Если говорить о личных впечатлениях, то мой опыт изучения истории науки раннего Нового времени, касающийся в основном астрономии, первых результатов применения оптической техники и соответственно технологии изготовления визуальных репрезентаций, содержит много пересечений с выводами перечисленных выше авторов, хотя и не совпадает с ними полностью. Я категорически против линейных схем интерпретации прогресса научного знания, напоминающих Адамово родословие (Сиф родил Еноса, Енос родил Каинана, Каинан — Малелеила). При этом мне кажется, что эмоциональная компонента, сопутствующая научному поиску, может проявлять себя не только в эротизме. Почему бы не вспомнить про левоправополушарную асимметрию, про функцию метафоры в научном познании, про другие способы решения эмоциональных конфликтов в ситуациях столкновения с неведомым? Тем не менее гендерные исследования в области истории науки, без сомнения, позволяют по-новому взглянуть на ключевые этапы истории визуальной культуры, вносят много уточняющих замечаний в историю формирования научного языка и конструирование маскулинных моделей имперсонализированного восприятия, а также совершенно иначе определяют роль и влияние утопий эпохи Просвещения.

Вообще, если говорить об истории науки Нового времени, то современное положение дел в этой области вряд ли может быть адекватно охарактеризовано тривиальной оппозицией маскулинное / феминное.

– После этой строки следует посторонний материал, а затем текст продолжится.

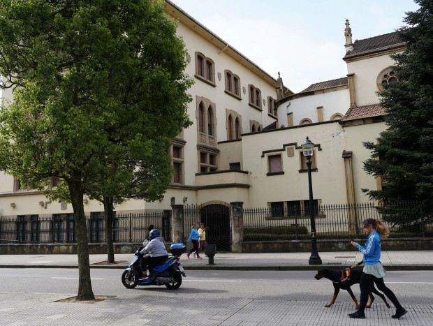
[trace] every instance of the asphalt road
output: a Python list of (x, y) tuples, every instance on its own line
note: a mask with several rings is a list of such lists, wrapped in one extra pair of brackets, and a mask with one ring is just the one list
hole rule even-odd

Я надеюсь, мне удалось показать в этом далеко не полном обзоре, что поле профессиональных взаимодействий сторонников маскулинных и феминных подходов и возникающие в нем эффекты образуют гораздо более сложную картину, не умещающуюся в линейную интерпретацию как сексистского, так и радикально феминистского толка. Безусловно, наблюдается определенное «разделение труда» (например, авторы-женщины очень редко пишут об истории научных инструментов), но коллективы авторов разного пола обладают достаточными ресурсами для демонстрации собственного присутствия и чаще, чем это принято думать, проявляют волю к общению и взаимопониманию. Это доказывается, в частности, совместным участием в заседаниях конференций и публикацией коллективных сборников. Можно надеяться, что продуктивность недавних гендерных исследований обеспечила им прочное место в истории науки и снизила актуальность еще достигающих нас слабым эхом из конца 1970-х годов заявлений Джоан Келли и Каролин Мерчант.